時間のある方はお読みください。軽い気持ちで読み始めると頭が痛くなります。

変な日本語

 ご存じの通り、この夏の甲子園大会で、日本文理高校が新潟県代表としては初めて決勝戦に進出しました。今までは一回戦突破が当面の目標というのが県民の間の暗黙の合意事項でしたから、決勝戦にまで駒を進めたというのは望外の出来事だったのです。
 打撃戦となった決勝戦の結果は、9回裏の攻撃で1点差にまで詰め寄りましたが最後はサードライナーで幕を閉じました。一発勝負の高校野球の中で久しぶりに興奮させられた試合だったせいか、終了後、新潟県内の新聞、テレビで「夢と感動をありがとう」というフレーズが横行しました。

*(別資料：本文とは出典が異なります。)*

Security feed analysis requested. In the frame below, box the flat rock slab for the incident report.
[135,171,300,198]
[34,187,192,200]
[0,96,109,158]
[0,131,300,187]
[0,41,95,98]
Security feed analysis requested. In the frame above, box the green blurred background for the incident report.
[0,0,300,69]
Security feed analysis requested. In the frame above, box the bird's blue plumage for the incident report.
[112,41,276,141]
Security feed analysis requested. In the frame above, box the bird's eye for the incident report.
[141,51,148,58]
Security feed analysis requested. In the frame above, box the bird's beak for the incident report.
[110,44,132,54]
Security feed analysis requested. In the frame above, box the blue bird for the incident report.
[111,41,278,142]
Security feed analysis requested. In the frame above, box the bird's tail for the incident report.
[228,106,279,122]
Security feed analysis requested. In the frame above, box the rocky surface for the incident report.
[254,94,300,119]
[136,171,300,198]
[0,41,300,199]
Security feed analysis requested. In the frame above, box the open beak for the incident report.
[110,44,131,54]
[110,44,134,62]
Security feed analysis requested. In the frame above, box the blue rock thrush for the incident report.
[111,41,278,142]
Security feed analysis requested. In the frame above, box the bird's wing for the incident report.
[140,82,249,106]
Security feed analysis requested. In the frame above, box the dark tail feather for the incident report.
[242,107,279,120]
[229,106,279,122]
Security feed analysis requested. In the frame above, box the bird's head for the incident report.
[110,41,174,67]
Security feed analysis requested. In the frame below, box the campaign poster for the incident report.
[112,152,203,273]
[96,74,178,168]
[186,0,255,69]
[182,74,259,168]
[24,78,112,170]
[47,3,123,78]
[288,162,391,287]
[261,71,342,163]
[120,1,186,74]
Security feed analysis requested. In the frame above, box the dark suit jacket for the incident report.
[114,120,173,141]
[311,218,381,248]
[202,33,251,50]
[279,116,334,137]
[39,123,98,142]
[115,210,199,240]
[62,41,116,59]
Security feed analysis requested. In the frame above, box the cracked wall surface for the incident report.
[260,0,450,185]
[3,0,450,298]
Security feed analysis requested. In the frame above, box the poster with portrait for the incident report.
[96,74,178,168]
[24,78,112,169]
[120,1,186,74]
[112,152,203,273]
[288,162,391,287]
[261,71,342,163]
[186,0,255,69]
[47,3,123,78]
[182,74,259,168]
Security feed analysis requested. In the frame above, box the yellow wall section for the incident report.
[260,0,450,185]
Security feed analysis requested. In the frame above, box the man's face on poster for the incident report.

 はて、夢や感動というのは他人から与えてもらうものだったかな? と今でも不思議でなりません。
 実を言うと、「夢をありがとう」という言い回しを私が初めて聞いたのは、1993年のワールドカップアジア地区予選の最終戦で日本が敗れたときのことです。「ドーハの悲劇」と語り継がれているこの試合は、試合終了間際のロスタイムで同点にされたことにより、手にしかけていたワールドカップの出場権を失ったというものでした。もしかするとワールドカップに出場できるかもしれないと、その瞬間をこの目で見ようとして、カタールのドーハまで応援に駆けつけた日本人サポーターも多かったのです。
 試合終了後、テレビのレポーターがそのサポーターの内の一人にマイクを向けました。彼が叫んだのが「夢をありがとう!」という言葉でした。
 この言葉を聞いたときに、ずいぶんと気障なことをいう人だなと思った記憶があります。わざわざドーハまで応援にかけつけたにもかかわらず、最後の土壇場で同点にされてワールドカップの出場を逃してしまったわけですから、日本団表チームに対する恨み言を述べても当然とされる状況でした。ところがこの人は「夢を(見させてくれて)ありがとう!」と叫んだのです。最後まで一生懸命戦った日本代表をねぎらう言葉としては、気障ないいまわしでしたが、充分意図が伝わるものでした。もっとも、興奮冷めやらぬ中だから言えた言葉であって、冷静であってはとても口にできなかったと思います。
 
 「夢と感動をありがとう」をいうのを聞くと「夢と感動を(与えてくれて)ありがとう」といっているように聞こえてなりません。事実、地元の新聞社は「感動を与えてくれた」という書き方をしていました。
 本来、夢は持つものであり、感動はするものです。つまり、主体はあくまでも自分なのです。
 今まで、甲子園に出ても一回戦敗退が多かった新潟県勢でしたが、決勝戦まで勝ち進んだので、ひょっとすると優勝するんじゃないかという期待を持った新潟県民も多かったはずです。それを「夢」というのはいくら何でも大げさではないでしょうか? もっともこういう言い方をしているのはマスコミと広告関係者だけであり、普通の人が言っているわけではありません。そりゃそうだよね。夢をありがとう、なんて素面ではとても言えないものね。
 「夢」という言葉には二通りの意味があって、覚めたときに消えてしまう儚い方の「夢」と、将来はそうなりたいという「夢」がそうです。ひょっとしたら勝って優勝するかもしれないという期待は結果として適わなかったわけですから、儚い夢であったといえるかもしれません。けれどもつかの間でも盛り上がることができたわけですから、それを言うなら「いい夢を見させてくれてありがとう」という表現となるはずです。適わなかった夢を与えられて喜ぶという人はいないのではないでしょうか。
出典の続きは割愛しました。